The Californian Fig Industry

Parts of California have climates very like the best fig-growing regions in Europe, so it was natural that an industry grew up, first around Fresno. The best variety in the world at the time was the Smyrna fig, from the town of the same name, in Turkey (called Izmir today). So in 1880, 144,000 cuttings of the Smyrna fig were brought over from Turkey to Fresno. The trees flourished, but the fruit dropped when still small. The growers thought the Turks had cheated them. . . . but they were wrong. The problem was the absence of the fig wasp. At first the growers resorted to artificial pollination. Break open the caprifigs, remove the pollen on a toothpick and insert it into the ostiole and the result is a ripe fig. Not the easiest job to do in an orchard! At the time many experts thought the tales of wasps were a superstition, but in 1899 W.T. Swingle, from the US Department of Agriculture, succeeded in establishing the wasps in the orchard of George Roeding by bringing in ‘infested’ caprifigs from Turkey. The California fig industry, America’s largest, was born.
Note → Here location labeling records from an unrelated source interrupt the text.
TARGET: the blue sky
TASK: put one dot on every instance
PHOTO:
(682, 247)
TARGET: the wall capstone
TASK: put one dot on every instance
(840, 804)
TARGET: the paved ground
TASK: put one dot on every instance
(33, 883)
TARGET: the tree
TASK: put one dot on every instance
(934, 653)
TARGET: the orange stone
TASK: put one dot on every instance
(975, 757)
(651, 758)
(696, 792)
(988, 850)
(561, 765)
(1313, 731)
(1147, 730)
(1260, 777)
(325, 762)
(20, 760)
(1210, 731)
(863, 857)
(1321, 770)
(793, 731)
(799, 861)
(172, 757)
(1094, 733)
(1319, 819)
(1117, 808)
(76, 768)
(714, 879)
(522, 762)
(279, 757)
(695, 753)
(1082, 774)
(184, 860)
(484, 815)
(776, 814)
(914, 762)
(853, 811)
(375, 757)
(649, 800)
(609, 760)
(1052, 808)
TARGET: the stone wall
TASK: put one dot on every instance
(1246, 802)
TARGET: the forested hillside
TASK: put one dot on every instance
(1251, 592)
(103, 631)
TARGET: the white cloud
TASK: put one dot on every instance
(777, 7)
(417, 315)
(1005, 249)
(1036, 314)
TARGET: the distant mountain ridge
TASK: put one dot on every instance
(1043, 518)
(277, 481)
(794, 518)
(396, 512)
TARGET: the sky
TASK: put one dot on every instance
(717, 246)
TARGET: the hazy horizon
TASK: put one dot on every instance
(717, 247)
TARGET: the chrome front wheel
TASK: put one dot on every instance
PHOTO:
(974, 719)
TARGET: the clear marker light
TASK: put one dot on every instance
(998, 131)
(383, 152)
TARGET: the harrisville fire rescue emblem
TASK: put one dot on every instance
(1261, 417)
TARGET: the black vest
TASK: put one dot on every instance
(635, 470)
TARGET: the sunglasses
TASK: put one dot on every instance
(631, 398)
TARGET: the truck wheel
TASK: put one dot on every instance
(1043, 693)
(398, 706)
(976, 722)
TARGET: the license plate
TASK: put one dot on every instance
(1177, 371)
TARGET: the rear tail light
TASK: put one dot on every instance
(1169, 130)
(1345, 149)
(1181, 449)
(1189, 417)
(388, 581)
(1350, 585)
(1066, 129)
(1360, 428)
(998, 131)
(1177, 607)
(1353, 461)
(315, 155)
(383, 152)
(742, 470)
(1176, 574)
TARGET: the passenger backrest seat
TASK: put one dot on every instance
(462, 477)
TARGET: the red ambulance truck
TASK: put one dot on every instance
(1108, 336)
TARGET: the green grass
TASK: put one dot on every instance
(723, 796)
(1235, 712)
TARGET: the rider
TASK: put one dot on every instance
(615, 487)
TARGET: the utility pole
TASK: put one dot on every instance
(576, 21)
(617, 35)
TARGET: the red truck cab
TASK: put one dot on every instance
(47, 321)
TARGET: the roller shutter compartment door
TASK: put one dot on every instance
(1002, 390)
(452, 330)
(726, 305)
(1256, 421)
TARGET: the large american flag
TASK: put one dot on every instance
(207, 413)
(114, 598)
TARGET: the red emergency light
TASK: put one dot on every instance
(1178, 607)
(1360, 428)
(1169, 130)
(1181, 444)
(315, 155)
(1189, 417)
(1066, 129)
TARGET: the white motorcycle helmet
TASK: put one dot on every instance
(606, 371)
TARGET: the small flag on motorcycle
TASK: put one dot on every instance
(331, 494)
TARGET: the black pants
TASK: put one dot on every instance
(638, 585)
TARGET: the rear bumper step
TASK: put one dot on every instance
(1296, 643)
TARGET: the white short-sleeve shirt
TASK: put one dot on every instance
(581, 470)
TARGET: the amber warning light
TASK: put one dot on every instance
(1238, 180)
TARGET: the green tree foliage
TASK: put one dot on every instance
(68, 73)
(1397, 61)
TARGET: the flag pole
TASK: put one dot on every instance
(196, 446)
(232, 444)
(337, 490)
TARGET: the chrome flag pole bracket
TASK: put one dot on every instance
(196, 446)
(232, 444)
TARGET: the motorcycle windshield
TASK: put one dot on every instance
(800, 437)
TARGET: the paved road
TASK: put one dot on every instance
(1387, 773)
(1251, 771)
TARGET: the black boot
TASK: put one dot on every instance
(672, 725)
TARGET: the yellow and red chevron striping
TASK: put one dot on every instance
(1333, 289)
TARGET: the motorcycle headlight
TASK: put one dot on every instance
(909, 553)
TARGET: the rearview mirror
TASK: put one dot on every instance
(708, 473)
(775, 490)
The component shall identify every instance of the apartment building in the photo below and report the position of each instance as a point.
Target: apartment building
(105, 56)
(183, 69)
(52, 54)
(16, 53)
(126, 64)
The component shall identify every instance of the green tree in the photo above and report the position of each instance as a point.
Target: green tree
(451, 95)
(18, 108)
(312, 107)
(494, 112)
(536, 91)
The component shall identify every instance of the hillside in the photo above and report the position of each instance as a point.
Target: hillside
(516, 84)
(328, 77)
Where Can I Grow Smyrna Figs?

Although the wasps have established themselves in parts of California, they don’t seem to reliably be anywhere else in the country. So if you try and grow a fig somewhere else, one that needs pollination, like the Californian ‘Calimyrna’ for example, you are unlikely to harvest a main crop. Stick to self-fertile varieties, which many today are, if you want a good main crop fig tree for your garden. Even in California, you need a male tree as well for the wasps to complete their lifecycle.

When choosing a variety, juggle your climate and your location to choose the ‘right’ varieties for your garden – it’s the secret to success with the fabulous fig.